I want to take the weighted mean of a group using the aggregate function in r.
Here is what my data looks like:
set.seed(1980)
Group_1 <- sample(letters[1:4], 50, TRUE)
Group_2 <- sample(letters[8:13], 50, TRUE)
Weight <- sample(seq(1,50), 50, TRUE)
Value <- sample(seq(1,50), 50, TRUE)
DF <- data.frame(Group_1, Group_2, Weight, Value)
head(DF)
I want to take the weighted mean of the Value
column, using the Weight
column, for each pairwise group.
Such that, the aggregate function would look like:
aggregate(Value ~ Group_1 + Group_2, data = df, mean)

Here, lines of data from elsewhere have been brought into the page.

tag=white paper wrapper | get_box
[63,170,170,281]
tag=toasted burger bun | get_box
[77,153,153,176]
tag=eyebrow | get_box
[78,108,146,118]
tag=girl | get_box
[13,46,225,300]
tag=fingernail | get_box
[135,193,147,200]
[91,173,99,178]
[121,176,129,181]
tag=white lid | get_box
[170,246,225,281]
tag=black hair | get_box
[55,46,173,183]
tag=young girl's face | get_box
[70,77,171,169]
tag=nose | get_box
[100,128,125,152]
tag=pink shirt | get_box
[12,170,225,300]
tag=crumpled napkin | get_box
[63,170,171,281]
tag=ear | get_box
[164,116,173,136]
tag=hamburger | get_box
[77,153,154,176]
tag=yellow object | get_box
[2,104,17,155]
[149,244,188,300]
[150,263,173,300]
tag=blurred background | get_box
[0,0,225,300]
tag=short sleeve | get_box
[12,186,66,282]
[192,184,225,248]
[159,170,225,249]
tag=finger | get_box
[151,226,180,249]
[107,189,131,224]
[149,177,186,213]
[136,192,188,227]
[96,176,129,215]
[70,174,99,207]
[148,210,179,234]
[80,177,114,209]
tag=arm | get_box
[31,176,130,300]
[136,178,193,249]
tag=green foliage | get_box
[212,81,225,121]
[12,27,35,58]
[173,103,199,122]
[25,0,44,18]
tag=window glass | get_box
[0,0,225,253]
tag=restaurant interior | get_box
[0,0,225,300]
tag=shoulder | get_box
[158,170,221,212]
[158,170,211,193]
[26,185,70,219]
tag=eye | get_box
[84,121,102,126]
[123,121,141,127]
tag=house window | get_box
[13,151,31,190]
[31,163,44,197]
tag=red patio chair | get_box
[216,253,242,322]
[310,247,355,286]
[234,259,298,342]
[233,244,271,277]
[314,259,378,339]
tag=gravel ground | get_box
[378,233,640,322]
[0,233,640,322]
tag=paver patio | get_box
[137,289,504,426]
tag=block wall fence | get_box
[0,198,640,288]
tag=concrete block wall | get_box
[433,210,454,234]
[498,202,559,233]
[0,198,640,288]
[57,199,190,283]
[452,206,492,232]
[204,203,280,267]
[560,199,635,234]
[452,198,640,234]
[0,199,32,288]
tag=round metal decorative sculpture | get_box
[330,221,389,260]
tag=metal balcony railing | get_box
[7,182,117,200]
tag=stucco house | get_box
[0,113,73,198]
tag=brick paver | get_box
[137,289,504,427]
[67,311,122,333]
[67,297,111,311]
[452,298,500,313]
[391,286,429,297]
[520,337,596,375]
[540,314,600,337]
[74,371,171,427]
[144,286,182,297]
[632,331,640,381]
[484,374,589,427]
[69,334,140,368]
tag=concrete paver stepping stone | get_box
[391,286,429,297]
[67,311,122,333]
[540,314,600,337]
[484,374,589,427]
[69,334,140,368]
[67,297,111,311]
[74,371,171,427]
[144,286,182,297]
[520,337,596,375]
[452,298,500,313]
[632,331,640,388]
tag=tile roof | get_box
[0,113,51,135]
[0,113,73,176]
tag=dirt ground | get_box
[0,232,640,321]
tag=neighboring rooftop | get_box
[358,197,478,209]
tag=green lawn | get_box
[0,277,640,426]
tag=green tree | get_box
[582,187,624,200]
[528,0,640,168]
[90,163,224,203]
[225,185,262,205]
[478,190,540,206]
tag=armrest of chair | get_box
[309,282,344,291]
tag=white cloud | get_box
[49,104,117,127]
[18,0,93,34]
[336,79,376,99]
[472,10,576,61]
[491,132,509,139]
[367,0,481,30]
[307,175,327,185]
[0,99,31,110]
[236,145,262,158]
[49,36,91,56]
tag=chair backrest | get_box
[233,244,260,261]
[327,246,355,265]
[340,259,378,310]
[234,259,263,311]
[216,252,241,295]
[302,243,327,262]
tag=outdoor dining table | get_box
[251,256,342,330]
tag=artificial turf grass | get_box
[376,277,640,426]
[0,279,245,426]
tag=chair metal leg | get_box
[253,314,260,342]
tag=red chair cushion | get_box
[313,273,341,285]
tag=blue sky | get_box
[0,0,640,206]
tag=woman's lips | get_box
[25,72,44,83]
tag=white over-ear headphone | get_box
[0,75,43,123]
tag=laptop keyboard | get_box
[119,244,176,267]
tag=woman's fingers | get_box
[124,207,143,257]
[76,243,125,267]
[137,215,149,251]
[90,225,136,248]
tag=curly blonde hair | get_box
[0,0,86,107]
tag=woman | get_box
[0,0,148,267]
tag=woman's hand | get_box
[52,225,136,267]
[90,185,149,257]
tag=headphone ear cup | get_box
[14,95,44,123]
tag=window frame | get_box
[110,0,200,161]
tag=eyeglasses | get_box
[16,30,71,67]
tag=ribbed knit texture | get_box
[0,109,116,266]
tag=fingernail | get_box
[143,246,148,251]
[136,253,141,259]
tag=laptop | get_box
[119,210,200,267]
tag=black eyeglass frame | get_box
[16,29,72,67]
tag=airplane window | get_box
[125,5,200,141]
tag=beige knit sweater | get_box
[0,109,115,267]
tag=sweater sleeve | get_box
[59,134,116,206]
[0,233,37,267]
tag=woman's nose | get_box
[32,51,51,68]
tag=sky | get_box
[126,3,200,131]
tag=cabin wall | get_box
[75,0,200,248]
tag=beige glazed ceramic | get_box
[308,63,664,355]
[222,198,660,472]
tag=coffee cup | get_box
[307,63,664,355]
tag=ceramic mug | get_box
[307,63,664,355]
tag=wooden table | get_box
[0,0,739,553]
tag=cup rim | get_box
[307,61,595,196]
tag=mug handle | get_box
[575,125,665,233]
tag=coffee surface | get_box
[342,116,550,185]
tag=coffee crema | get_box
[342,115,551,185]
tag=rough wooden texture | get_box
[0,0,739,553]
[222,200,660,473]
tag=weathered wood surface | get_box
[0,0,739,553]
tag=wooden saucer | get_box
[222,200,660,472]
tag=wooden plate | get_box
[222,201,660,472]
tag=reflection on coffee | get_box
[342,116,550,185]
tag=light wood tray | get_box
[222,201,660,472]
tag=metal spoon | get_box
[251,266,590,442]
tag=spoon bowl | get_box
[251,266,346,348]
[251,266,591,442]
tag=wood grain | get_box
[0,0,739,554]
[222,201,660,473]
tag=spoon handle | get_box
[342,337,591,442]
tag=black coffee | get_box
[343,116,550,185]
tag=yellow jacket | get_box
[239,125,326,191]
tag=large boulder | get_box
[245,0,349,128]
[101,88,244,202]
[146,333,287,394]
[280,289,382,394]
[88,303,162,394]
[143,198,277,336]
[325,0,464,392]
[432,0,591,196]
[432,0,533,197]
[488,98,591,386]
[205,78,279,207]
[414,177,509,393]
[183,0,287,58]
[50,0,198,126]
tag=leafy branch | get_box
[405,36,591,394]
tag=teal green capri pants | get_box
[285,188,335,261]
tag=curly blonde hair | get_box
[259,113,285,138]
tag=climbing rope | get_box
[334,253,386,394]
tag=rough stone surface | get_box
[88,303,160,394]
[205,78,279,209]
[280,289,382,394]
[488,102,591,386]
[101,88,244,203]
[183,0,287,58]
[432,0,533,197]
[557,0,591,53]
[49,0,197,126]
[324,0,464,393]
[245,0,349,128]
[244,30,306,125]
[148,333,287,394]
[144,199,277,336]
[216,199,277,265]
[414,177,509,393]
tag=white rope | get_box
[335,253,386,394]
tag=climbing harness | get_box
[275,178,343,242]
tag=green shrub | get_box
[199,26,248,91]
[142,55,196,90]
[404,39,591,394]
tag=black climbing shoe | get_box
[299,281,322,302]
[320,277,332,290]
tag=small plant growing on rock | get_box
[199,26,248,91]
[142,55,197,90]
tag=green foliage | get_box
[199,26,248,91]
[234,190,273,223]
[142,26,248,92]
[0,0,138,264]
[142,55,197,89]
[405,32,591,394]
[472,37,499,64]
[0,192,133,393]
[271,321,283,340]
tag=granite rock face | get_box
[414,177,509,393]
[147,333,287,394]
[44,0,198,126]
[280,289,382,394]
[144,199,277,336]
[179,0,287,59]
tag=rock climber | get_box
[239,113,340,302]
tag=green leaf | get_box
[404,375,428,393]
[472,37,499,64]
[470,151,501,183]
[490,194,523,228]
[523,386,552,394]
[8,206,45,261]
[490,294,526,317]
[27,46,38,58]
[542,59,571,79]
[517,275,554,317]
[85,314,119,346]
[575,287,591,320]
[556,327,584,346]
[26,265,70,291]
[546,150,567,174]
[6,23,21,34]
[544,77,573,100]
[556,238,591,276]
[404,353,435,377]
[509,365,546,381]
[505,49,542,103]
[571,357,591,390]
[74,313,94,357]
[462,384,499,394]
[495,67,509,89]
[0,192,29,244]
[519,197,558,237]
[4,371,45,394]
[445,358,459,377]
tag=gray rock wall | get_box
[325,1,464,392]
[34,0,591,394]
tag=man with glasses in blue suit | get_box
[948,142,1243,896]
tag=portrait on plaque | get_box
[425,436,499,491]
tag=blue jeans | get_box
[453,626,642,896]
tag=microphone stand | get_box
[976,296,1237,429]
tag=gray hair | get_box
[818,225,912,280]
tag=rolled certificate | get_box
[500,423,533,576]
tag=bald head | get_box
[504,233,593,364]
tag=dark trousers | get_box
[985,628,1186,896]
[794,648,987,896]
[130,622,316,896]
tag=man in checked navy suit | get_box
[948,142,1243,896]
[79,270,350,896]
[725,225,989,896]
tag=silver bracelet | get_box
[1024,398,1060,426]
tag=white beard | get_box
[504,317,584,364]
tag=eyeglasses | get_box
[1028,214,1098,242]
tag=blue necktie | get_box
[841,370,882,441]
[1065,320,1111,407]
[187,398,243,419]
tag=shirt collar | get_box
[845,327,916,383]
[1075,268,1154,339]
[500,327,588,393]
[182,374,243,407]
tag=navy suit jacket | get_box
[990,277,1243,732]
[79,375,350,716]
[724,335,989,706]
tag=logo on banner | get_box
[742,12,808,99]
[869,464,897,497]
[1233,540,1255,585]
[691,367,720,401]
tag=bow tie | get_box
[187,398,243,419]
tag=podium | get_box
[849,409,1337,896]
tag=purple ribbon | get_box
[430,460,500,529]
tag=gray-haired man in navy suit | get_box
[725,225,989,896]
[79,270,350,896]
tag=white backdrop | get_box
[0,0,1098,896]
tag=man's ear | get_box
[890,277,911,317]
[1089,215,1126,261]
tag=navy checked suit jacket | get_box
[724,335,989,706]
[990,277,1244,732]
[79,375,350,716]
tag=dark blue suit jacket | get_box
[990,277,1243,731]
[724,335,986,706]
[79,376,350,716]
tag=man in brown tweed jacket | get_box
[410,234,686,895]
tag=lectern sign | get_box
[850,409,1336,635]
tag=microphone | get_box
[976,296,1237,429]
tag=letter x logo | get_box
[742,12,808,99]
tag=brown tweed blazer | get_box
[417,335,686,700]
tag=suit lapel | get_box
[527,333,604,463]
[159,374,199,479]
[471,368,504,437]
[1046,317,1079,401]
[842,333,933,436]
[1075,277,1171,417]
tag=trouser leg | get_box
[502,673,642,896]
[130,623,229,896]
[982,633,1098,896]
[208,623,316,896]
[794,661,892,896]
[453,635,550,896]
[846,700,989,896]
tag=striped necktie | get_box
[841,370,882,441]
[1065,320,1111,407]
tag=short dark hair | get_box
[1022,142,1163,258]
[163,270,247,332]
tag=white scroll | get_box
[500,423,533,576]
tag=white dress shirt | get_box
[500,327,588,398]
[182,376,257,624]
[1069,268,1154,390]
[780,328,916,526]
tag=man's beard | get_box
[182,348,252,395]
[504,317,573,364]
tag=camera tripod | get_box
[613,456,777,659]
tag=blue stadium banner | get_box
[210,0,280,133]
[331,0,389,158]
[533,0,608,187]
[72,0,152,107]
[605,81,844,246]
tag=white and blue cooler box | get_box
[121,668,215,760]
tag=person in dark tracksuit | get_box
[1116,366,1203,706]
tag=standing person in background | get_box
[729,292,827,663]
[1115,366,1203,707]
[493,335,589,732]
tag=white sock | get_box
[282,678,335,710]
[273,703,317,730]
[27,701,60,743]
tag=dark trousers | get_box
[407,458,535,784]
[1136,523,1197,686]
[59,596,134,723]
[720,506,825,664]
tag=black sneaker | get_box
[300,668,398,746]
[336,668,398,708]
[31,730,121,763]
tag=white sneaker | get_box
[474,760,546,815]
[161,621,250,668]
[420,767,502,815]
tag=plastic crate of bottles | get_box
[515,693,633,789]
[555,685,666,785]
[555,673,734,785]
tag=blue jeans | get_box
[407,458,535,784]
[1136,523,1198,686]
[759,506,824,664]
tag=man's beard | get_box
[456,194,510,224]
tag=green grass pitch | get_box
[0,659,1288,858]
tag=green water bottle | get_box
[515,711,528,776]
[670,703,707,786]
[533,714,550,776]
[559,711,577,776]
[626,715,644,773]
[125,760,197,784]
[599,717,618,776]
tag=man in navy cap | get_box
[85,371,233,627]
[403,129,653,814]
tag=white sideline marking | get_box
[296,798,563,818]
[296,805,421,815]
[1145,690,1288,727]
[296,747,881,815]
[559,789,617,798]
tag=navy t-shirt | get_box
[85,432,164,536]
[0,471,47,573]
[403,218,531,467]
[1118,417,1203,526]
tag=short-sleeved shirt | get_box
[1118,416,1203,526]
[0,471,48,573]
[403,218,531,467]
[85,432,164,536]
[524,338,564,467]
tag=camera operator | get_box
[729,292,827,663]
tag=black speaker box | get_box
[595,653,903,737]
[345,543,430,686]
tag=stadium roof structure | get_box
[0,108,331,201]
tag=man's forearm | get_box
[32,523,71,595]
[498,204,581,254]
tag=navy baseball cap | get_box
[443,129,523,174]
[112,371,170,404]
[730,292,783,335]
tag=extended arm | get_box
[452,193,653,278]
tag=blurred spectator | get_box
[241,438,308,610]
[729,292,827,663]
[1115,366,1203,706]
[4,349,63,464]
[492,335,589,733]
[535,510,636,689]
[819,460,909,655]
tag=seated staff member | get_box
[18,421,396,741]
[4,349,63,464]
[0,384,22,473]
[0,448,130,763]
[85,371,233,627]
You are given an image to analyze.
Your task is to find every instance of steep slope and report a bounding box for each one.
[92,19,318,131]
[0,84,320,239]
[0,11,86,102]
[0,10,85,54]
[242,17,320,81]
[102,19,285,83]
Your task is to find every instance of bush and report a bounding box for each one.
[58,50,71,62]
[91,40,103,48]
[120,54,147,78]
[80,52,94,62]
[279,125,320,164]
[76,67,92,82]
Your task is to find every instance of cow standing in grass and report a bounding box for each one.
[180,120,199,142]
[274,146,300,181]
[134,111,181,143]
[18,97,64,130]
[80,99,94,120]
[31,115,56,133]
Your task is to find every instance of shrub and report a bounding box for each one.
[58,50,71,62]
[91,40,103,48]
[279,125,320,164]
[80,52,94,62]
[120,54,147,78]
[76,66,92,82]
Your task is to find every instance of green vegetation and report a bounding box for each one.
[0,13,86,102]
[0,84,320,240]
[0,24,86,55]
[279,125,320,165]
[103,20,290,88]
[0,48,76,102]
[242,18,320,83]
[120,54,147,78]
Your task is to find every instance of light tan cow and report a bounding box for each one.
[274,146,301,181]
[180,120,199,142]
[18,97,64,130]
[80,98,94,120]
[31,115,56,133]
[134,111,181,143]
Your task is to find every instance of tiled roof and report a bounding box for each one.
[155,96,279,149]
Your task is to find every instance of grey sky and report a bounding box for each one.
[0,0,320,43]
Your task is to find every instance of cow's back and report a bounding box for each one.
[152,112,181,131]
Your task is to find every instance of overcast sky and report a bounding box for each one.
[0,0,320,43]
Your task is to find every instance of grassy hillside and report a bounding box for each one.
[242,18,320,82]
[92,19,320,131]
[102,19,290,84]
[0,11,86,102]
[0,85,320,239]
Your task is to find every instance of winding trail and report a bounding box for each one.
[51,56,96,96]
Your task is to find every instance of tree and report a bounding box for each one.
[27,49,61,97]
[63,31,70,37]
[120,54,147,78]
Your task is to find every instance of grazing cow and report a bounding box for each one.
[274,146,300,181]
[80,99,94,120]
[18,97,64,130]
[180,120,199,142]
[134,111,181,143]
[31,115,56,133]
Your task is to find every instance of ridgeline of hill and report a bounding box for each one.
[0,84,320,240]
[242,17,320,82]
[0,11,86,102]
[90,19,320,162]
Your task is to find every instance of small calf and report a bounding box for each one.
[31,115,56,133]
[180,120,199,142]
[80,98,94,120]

How would I take the weighted mean using the aggregate function?
Instead of mean
, use weighted.mean
. However, aggregate
, may not be an option here because aggregate
loop over only the 'Value' column and it doesn't have access to the 'Weight' for each group
library(dplyr)
DF %>%
group_by(Group_1, Group_2) %>%
summarise(wt_mean = weighted.mean(Value, Weight), .groups = 'drop')
-output
# A tibble: 21 x 3
# Groups: Group_1 [4]
# Group_1 Group_2 wt_mean
# <chr> <chr> <dbl>
# 1 a h 24.7
# 2 a i 15
# 3 a j 21.1
# 4 a k 23.6
# 5 a m 14.1
# 6 b i 40
# 7 b j 12.7
# 8 b k 6.88
# 9 b l 30.6
10 b m 5
# … with 11 more rows
If we want to use base R
, then by
should work
by(DF, DF[c('Group_1', 'Group_2')], function(x) weighted.mean(x$Value, x$Weight))